Having a range of indices is useful for some more sophisticated problems in combinatorics. For example, to get all possible partitions of a list into three non-empty sections, the most straightforward approach is to find all possible combinations of distinct endpoints between the first and second section and between the second and third section. This is equivalent to ordered pairs of integers chosen from the valid indices into the list (except zero, since that would make the first partition empty). Thus:
>>> from itertools import combinations
>>> def three_parts(sequence):
... for i, j in combinations(range(1, len(sequence)), 2):
... yield (sequence[:i], sequence[i:j], sequence[j:])
...
>>> list(three_parts('example'))
[('e', 'x', 'ample'), ('e', 'xa', 'mple'), ('e', 'xam', 'ple'), ('e', 'xamp', 'le'), ('e', 'xampl', 'e'), ('ex', 'a', 'mple'), ('ex', 'am', 'ple'), ('ex', 'amp', 'le'), ('ex', 'ampl', 'e'), ('exa', 'm', 'ple'), ('exa', 'mp', 'le'), ('exa', 'mpl', 'e'), ('exam', 'p', 'le'), ('exam', 'pl', 'e'), ('examp', 'l', 'e')]
My code is:
s=["9"]*int(input())
for I in range(len(s)):
while not set(s[I])<=set('01'):s[i]=input(i)

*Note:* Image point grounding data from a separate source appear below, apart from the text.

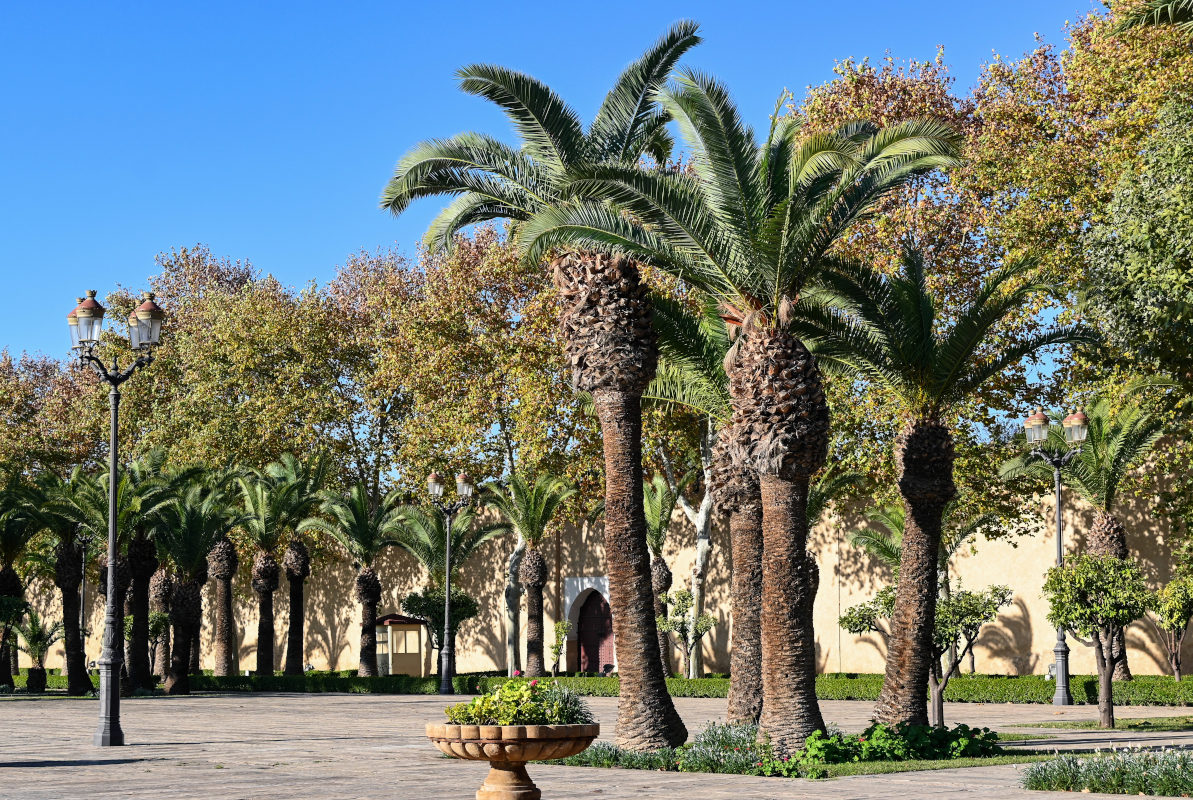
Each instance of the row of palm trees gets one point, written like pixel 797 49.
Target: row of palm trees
pixel 749 225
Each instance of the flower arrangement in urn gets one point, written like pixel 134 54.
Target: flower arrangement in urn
pixel 515 723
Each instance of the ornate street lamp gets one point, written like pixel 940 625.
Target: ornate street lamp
pixel 464 489
pixel 1075 427
pixel 86 322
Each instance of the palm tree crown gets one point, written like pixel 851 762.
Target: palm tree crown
pixel 493 180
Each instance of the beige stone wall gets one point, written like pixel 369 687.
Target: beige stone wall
pixel 1020 643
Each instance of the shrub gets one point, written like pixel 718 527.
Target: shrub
pixel 1167 774
pixel 519 702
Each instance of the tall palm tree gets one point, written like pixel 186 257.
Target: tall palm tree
pixel 195 522
pixel 749 224
pixel 529 509
pixel 1154 13
pixel 1117 440
pixel 278 500
pixel 310 477
pixel 605 323
pixel 424 535
pixel 66 559
pixel 364 528
pixel 885 330
pixel 659 502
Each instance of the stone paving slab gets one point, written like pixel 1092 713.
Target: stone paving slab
pixel 337 746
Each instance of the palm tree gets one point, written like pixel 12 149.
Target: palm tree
pixel 310 478
pixel 749 224
pixel 65 563
pixel 195 522
pixel 605 324
pixel 529 509
pixel 885 330
pixel 424 535
pixel 1117 440
pixel 278 500
pixel 364 529
pixel 1154 13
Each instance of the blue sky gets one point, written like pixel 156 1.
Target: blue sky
pixel 266 130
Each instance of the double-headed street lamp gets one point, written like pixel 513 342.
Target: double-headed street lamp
pixel 144 330
pixel 1075 426
pixel 464 488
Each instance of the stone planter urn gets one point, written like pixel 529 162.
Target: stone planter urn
pixel 507 748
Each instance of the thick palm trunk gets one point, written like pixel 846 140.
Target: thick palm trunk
pixel 533 577
pixel 368 595
pixel 660 583
pixel 161 587
pixel 610 345
pixel 647 718
pixel 297 565
pixel 222 563
pixel 790 580
pixel 746 647
pixel 142 564
pixel 265 583
pixel 925 454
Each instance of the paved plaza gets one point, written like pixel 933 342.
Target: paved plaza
pixel 284 746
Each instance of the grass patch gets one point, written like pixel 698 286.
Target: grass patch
pixel 1139 724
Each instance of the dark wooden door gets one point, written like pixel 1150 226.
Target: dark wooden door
pixel 595 634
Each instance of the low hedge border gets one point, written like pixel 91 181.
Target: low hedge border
pixel 1143 690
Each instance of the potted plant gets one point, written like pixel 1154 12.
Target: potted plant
pixel 38 639
pixel 515 723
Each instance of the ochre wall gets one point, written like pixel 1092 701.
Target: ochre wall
pixel 1020 643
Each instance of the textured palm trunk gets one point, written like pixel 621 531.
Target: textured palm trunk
pixel 1107 537
pixel 746 646
pixel 790 580
pixel 185 616
pixel 222 563
pixel 368 595
pixel 611 347
pixel 297 565
pixel 647 718
pixel 660 583
pixel 532 572
pixel 780 432
pixel 925 456
pixel 161 587
pixel 142 564
pixel 265 583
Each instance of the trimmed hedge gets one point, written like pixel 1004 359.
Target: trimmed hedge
pixel 1143 690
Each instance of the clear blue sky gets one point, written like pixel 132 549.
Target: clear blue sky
pixel 266 130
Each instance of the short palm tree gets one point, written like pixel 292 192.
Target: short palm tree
pixel 1154 13
pixel 364 528
pixel 193 523
pixel 277 502
pixel 424 535
pixel 749 225
pixel 310 478
pixel 885 330
pixel 605 324
pixel 529 509
pixel 1117 440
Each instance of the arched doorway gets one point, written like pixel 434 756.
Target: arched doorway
pixel 594 633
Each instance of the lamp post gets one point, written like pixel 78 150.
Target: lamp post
pixel 144 330
pixel 1037 429
pixel 464 488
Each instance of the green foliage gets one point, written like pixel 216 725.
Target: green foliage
pixel 1093 594
pixel 1141 255
pixel 37 637
pixel 1168 774
pixel 428 605
pixel 562 628
pixel 517 702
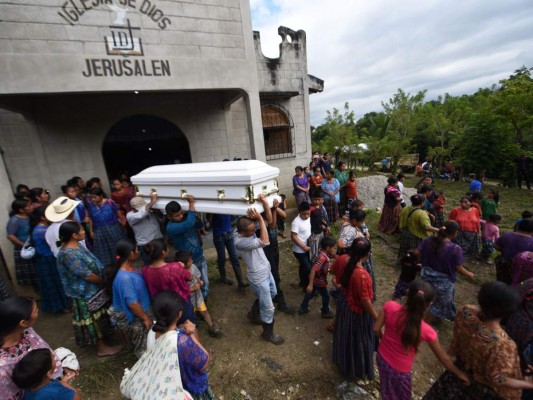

print(bin(sum([int(x,2)for x in s]))[2:])
It is a binary adder but I don't think the range len or the inside can be replaced to make it smaller/better.
I think it's useful for tqdm if you have a large loop and you want to track progress. This will output a progress bar:
from tqdm import tqdm
empty_list = np.full(len(items), np.nan)
for i in tqdm(range(len(items))):
empty_list[i] = do_something(items[i])
This will not show progress, at least in the case I was using it for:
empty_list = np.full(len(items), np.nan)
for i, _ in tqdm(enumerate(items)):
empty_list[i] = do_something(items[i])
Just showed number of iterations. Not as helpful.